Goldmine of Goodness

Everyone shares one habit that stuck, piece of advice, or lesson they learned the hard way. Taps the wisdom already in the room and makes people feel valued for their experience.

wisdom sharing learning small-groups practical adult peer-learning

Group Size:

6-40 people

Duration:

10-15 minutes

Difficulty:

Easy

How to Play:

Goldmine of Goodness - How to Play
  1. 1

    Break into groups of 3-4 people

  2. 2

    Pick a prompt and give everyone 2-3 minutes to share one piece of wisdom

  3. 3

    This could be a habit that stuck, advice from a mentor, or a routine that changed their life

  4. 4

    Let people ask follow-up questions and dig deeper into each story

  5. 5

    After 10-15 minutes, your group will have collected real, actionable insights

Goldmine of Goodness

Everyone in your group has learned something worth sharing. This game taps that collective experience by asking people to pull out one habit, piece of advice, or life lesson and share it. The result: everyone walks away smarter.

Sample Prompts

Habits & Routines:

  • What is one habit you have stuck with and how do you maintain it?
  • What small routine has made the biggest difference in your work or life?
  • What daily practice keeps you grounded or focused?

Wisdom & Advice:

  • What is the best thing a mentor ever told you?
  • What lesson took you years to learn but wish you’d known earlier?
  • What advice would you give your younger self?

Practical Tips:

  • What tool or system has dramatically improved your productivity?
  • What book or resource changed how you think about your work?
  • What simple change created unexpected positive results?

Why It Works

Adults come loaded with life experience, but we rarely ask for it.

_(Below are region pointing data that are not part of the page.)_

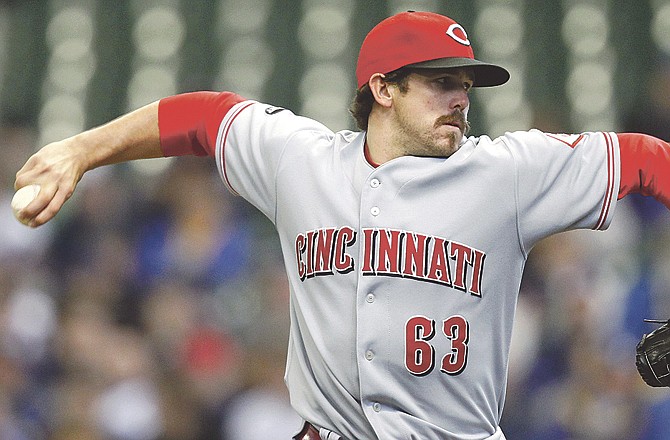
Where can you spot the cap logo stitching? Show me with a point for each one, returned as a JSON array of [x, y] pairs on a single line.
[[463, 39]]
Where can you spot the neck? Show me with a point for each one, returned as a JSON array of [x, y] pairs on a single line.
[[380, 145]]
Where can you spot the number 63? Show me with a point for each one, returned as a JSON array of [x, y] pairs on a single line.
[[420, 354]]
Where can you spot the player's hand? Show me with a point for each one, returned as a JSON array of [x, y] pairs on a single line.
[[57, 168]]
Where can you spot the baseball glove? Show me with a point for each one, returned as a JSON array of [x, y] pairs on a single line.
[[653, 355]]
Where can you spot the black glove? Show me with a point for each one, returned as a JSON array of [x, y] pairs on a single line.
[[653, 355]]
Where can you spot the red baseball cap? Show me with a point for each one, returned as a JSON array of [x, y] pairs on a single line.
[[422, 40]]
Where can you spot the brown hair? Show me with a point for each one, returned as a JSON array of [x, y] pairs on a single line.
[[361, 106]]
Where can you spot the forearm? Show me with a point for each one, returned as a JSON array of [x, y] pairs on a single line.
[[59, 166], [130, 137]]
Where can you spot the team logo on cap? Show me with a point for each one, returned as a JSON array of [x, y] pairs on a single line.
[[457, 32]]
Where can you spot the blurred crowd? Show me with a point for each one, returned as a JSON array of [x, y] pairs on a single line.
[[155, 308]]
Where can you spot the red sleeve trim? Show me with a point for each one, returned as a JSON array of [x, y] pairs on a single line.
[[607, 203], [645, 166], [188, 123]]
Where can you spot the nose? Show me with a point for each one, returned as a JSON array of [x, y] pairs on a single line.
[[460, 100]]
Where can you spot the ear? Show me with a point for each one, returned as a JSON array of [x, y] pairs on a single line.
[[380, 90]]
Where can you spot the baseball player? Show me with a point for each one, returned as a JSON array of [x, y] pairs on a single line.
[[405, 242]]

This game flips that. By mining expertise intentionally, you create real peer learning and show people that their experience actually matters.

Perfect For

  • Professional Development: Colleagues learn from each other’s experiences
  • Cross-Functional Teams: Share practices across different roles
  • Leadership Programs: Extract wisdom from experienced leaders
  • Community Building: Create mutual respect and shared learning

Facilitation Tips

Group Size: Stick with 3-4 people. It’s the sweet spot where everyone gets air time without the conversation stalling.

Prompt Selection: Match your prompt to your crowd. Career-focused prompts for work contexts, life-focused ones for community settings.

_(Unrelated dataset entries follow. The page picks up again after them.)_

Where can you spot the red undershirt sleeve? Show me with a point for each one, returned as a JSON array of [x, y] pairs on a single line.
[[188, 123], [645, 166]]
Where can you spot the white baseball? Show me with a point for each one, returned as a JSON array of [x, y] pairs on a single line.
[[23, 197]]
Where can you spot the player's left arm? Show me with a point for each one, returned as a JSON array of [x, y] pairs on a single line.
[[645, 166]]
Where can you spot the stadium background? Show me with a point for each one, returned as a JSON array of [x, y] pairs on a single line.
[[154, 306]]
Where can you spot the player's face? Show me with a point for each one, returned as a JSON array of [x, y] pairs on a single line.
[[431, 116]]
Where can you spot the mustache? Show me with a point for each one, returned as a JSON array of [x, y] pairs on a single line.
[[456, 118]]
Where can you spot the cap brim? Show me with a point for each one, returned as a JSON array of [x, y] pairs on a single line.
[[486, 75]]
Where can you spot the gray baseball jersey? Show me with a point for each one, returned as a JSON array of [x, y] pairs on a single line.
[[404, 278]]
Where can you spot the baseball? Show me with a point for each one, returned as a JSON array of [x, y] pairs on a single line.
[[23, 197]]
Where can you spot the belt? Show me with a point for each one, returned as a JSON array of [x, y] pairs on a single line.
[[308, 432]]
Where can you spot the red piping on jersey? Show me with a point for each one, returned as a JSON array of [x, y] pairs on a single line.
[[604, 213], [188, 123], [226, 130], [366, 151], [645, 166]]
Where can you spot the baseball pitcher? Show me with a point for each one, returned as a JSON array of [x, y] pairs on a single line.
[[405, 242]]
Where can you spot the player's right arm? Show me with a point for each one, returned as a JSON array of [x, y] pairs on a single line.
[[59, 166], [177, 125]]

Capture Insights: Have each group jot down their best takeaway on a flip chart or shared doc. It signals that this stuff matters.

Reinforce It Later: Circle back to the shared wisdom later in your session. It reminds people that this wasn’t just a nice activity—their peers actually taught them something.

Best For:

Professional development, peer learning, knowledge sharing sessions, mentorship programs

Pro Tips

  • Go first with a personal example. This sets the tone and signals how deep people can go

  • Push for specificity. 'I wake up at 5am' beats 'you should be disciplined' every time

  • Create space for questions. Follow-ups often lead to the most valuable insights

  • Have each group share their single best takeaway with everyone at the end

Variations

  • Book Recommendations: Share books that changed your perspective and why

  • Career Advice: Best professional lesson learned from experience

  • Life Hacks: Practical tips that make daily life easier or more efficient

FAQ

What if people don't think they have wisdom to share?
Model it first with a personal example. This shows everyone has valuable experience worth sharing.
How do I encourage specificity instead of generic advice?
Ask follow-up questions like 'Can you give an example?' or 'What does that look like in practice?'
Should we capture the insights shared?
Yes, have each group write down their best takeaway on a flip chart or shared doc to reinforce its value.